Sql-server – Grouping Data Based on a Header Record

sql serversql-server-2016t-sql

I have a spreadsheet I'm importing into the database raw, a SQL Server 2016 database. It has records in what is known as the "Lockbox format", used by banks apparently. It looks something like this generically:

Batch1 details
child record
another child record
summary for batch
Header Row for Batch2

I have a fiddle set up here.

What's important to note is:

  • Column 1 indicates the "type" of record the row is. It's the only "universal" column.
  • Every other column changes in nature based on the type of record.
  • The only thing tying child records to a parent is that they appear after a parent and before the next parent. ID's are not shared between rows.
  • There are a variable number of child rows following a batch (not predictable).

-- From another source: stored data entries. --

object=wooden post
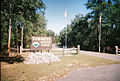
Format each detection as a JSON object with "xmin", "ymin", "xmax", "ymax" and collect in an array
[
  {"xmin": 115, "ymin": 46, "xmax": 118, "ymax": 54},
  {"xmin": 8, "ymin": 19, "xmax": 12, "ymax": 54},
  {"xmin": 48, "ymin": 49, "xmax": 49, "ymax": 53},
  {"xmin": 20, "ymin": 46, "xmax": 22, "ymax": 54},
  {"xmin": 103, "ymin": 47, "xmax": 105, "ymax": 53},
  {"xmin": 77, "ymin": 45, "xmax": 80, "ymax": 54},
  {"xmin": 41, "ymin": 50, "xmax": 42, "ymax": 53},
  {"xmin": 63, "ymin": 46, "xmax": 65, "ymax": 56}
]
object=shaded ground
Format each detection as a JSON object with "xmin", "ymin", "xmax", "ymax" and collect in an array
[{"xmin": 0, "ymin": 54, "xmax": 24, "ymax": 64}]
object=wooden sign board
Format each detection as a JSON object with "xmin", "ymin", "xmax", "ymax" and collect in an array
[{"xmin": 30, "ymin": 36, "xmax": 52, "ymax": 50}]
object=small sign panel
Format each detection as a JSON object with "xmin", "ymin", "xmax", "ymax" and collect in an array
[
  {"xmin": 30, "ymin": 36, "xmax": 52, "ymax": 50},
  {"xmin": 32, "ymin": 42, "xmax": 39, "ymax": 48}
]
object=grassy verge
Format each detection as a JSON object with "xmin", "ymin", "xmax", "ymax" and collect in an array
[
  {"xmin": 50, "ymin": 50, "xmax": 63, "ymax": 52},
  {"xmin": 1, "ymin": 54, "xmax": 120, "ymax": 81}
]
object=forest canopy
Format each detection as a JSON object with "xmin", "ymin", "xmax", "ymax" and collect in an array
[
  {"xmin": 1, "ymin": 0, "xmax": 54, "ymax": 54},
  {"xmin": 59, "ymin": 0, "xmax": 120, "ymax": 53}
]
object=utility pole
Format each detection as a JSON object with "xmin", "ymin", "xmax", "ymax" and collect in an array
[
  {"xmin": 64, "ymin": 8, "xmax": 67, "ymax": 49},
  {"xmin": 99, "ymin": 13, "xmax": 102, "ymax": 52},
  {"xmin": 8, "ymin": 19, "xmax": 11, "ymax": 54},
  {"xmin": 65, "ymin": 26, "xmax": 67, "ymax": 49}
]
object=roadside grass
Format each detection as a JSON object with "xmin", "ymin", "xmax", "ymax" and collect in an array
[
  {"xmin": 21, "ymin": 53, "xmax": 76, "ymax": 58},
  {"xmin": 1, "ymin": 54, "xmax": 120, "ymax": 81},
  {"xmin": 50, "ymin": 50, "xmax": 63, "ymax": 52},
  {"xmin": 117, "ymin": 54, "xmax": 120, "ymax": 56}
]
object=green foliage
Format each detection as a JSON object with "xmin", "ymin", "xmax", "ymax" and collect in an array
[
  {"xmin": 54, "ymin": 34, "xmax": 60, "ymax": 44},
  {"xmin": 1, "ymin": 0, "xmax": 47, "ymax": 54},
  {"xmin": 59, "ymin": 14, "xmax": 90, "ymax": 49},
  {"xmin": 59, "ymin": 0, "xmax": 120, "ymax": 53},
  {"xmin": 86, "ymin": 0, "xmax": 120, "ymax": 51},
  {"xmin": 46, "ymin": 29, "xmax": 55, "ymax": 37}
]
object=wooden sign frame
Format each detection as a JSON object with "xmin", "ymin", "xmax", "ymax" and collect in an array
[{"xmin": 30, "ymin": 36, "xmax": 52, "ymax": 50}]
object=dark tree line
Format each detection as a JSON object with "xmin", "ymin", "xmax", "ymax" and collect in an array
[
  {"xmin": 59, "ymin": 0, "xmax": 120, "ymax": 53},
  {"xmin": 1, "ymin": 0, "xmax": 55, "ymax": 54}
]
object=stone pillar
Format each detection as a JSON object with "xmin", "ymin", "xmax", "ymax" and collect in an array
[
  {"xmin": 20, "ymin": 46, "xmax": 22, "ymax": 54},
  {"xmin": 115, "ymin": 46, "xmax": 118, "ymax": 54},
  {"xmin": 77, "ymin": 45, "xmax": 80, "ymax": 54}
]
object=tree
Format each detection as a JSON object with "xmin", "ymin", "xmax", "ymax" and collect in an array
[
  {"xmin": 59, "ymin": 27, "xmax": 66, "ymax": 47},
  {"xmin": 23, "ymin": 14, "xmax": 47, "ymax": 48},
  {"xmin": 46, "ymin": 30, "xmax": 55, "ymax": 37},
  {"xmin": 59, "ymin": 0, "xmax": 120, "ymax": 53},
  {"xmin": 1, "ymin": 0, "xmax": 46, "ymax": 54},
  {"xmin": 54, "ymin": 34, "xmax": 60, "ymax": 45},
  {"xmin": 59, "ymin": 14, "xmax": 89, "ymax": 49},
  {"xmin": 86, "ymin": 0, "xmax": 120, "ymax": 52}
]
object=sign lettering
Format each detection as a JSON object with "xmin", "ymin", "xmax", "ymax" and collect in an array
[{"xmin": 30, "ymin": 36, "xmax": 52, "ymax": 50}]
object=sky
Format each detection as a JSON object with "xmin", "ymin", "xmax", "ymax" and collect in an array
[{"xmin": 42, "ymin": 0, "xmax": 91, "ymax": 35}]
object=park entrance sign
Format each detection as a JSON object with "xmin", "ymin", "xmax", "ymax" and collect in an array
[{"xmin": 30, "ymin": 36, "xmax": 52, "ymax": 50}]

Is there a way to query this so that I can easily group e.g. a batch and it's child + footer records? One of the things I have to do is indicate that the footer records contain the right aggregates (taken from the child records; including the # of child records for a batch, which is part of what I need to verify).

Best Answer

Assuming the ordering of your input data is such that the beginning of the batch (Column1=1) always has the least RowNumber within that batch, you can do something like this to assign pseudo batch numbers using the largest RowNumber among the preceding header records:

select t.*, 
    max(case column1 when 1 then RowNumber end) 
    over(order by rownumber range between unbounded preceding and current row) as batchid
from tbl t  

(fiddle)

From there you can use aggregate or window functions to calculate aggregates if you wrap the above in a subselect and use the pseudo batch numbers to partition data or group data:

select 
max(case column1 when 1 then column3 end) as batchid,
sum(case column1 when 2 then some_numeric_column end) as sum_children,
max(case column1 when 8 then column3 end) as footer_value
from (
  select t.*, 
    max(case column1 when 1 then rownumber end) 
    over(order by rownumber range between unbounded preceding and current row) as batchnum
from tbl
) t1
group by batchnum